A senior party member in Gauteng, who asked to remain anonymous, told The Citizen the incident showed murmurs of a rift inside the party. There are two factions in the official opposition, the member said, the left-wing “wokes”, as they are labelled and the “liberals” in its founding tradition of Helen Suzman’s politics. And the gap was widening.

Mathekga said Leon’s politics represent the DA’s founding idealism and while it may not be agreeable to all, he was the leader who laid the foundation of its success and then cemented its reputation.

Russel Crystal, former deputy executive director of the DA under Leon, did not believe the party was plagued by factionalist camps any longer. Instead, he said, the DA had become a party of people more concerned with their own positions and holding office than the party and its principles.
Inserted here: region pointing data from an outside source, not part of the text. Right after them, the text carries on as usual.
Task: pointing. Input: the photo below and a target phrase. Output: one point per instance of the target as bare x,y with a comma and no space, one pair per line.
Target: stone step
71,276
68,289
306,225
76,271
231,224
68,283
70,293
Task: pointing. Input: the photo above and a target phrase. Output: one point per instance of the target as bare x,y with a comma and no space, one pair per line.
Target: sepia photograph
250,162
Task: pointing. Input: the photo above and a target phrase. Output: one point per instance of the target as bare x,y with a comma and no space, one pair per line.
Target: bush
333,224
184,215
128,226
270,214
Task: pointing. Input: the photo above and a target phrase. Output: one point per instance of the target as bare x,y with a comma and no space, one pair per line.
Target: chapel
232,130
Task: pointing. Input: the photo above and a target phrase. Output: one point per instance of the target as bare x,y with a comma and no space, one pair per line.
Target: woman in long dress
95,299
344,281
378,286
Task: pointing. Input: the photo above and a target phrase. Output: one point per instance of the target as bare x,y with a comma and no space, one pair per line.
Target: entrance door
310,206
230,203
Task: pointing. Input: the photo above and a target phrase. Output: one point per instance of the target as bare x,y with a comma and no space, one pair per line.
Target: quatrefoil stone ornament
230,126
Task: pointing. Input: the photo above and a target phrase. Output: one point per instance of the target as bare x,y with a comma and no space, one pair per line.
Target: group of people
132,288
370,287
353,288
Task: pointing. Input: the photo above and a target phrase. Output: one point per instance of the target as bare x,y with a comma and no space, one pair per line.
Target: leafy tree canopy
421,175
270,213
DA leader John Steenhuisen’s witty tweet of President Cyril Ramaphosa and a Grafton Everest couch this week also showed a flip-flop in principle, said Crystal.

“Last year, Steenhuisen said he was willing to work in coalition with an ANC government where Ramaphosa was in power. Now that there is a measure of doubt about the president’s future, he is relegated to ‘putting the graft into Grafton Everest’.
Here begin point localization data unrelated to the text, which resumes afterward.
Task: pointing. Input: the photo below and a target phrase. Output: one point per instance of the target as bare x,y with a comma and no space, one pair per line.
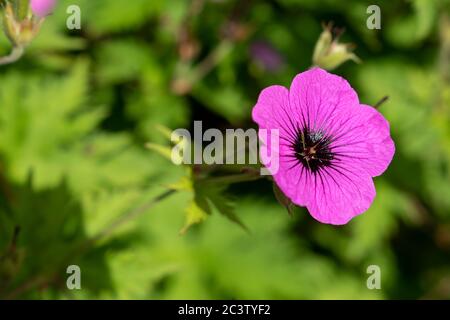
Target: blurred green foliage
78,108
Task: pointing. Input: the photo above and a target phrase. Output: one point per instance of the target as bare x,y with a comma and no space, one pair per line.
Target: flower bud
329,53
42,8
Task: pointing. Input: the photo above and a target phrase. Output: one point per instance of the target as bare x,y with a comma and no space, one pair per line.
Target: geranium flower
330,145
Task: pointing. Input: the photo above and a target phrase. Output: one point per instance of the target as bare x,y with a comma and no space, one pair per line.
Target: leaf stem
16,53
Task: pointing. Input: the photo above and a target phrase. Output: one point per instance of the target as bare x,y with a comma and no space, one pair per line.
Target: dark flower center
312,149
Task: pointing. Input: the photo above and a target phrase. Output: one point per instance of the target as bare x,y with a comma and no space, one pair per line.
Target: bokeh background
77,110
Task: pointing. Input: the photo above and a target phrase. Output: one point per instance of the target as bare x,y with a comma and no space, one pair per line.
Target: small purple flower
330,145
42,8
266,56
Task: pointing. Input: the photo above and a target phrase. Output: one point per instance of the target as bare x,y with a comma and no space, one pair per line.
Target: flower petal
364,140
316,96
340,193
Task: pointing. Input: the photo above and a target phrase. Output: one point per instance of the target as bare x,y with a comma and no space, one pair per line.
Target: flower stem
379,103
235,178
16,53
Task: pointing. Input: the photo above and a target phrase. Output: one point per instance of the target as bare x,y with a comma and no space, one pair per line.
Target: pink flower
330,145
42,8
“The DA is no longer a party of principle. It’s now a party of personal position and power.”

Mathekga believed the DA was at risk if it did not find its centre.

“Tony pointed out it has become an anticorruption party, which is all fair and well, but it cannot be the only thing you do. It is the law of diminishing returns.”

He failed to see any strategic impetus beyond party activities in the Western Cape, which may bite the party where it hurts most, at the ballot.

Crystal criticised Phalatse: “The DA mayor of Joburg exemplifies the God complex rife in the organisation today.”

Phalatse, who previously hinted she was elected as mayor courtesy of a higher power, appeared impervious to advice, no matter how sound or from whom, “not even from the creator [Leon] of the momentum that she now lives and exists off,” he said.

Crystal doesn’t expect it to dramatically collapse. Instead, he said, it will be a slow process of attrition unless it finally wakes up.

“But even after the massive loss of votes in both previous national and local government elections [allegedly a million-plus between 2016 and last year], there still has not been a rude awakening.

“It makes one wonder whether there will be a realisation in time for the party to re-establish itself as a truly viable alternative to the ANC.”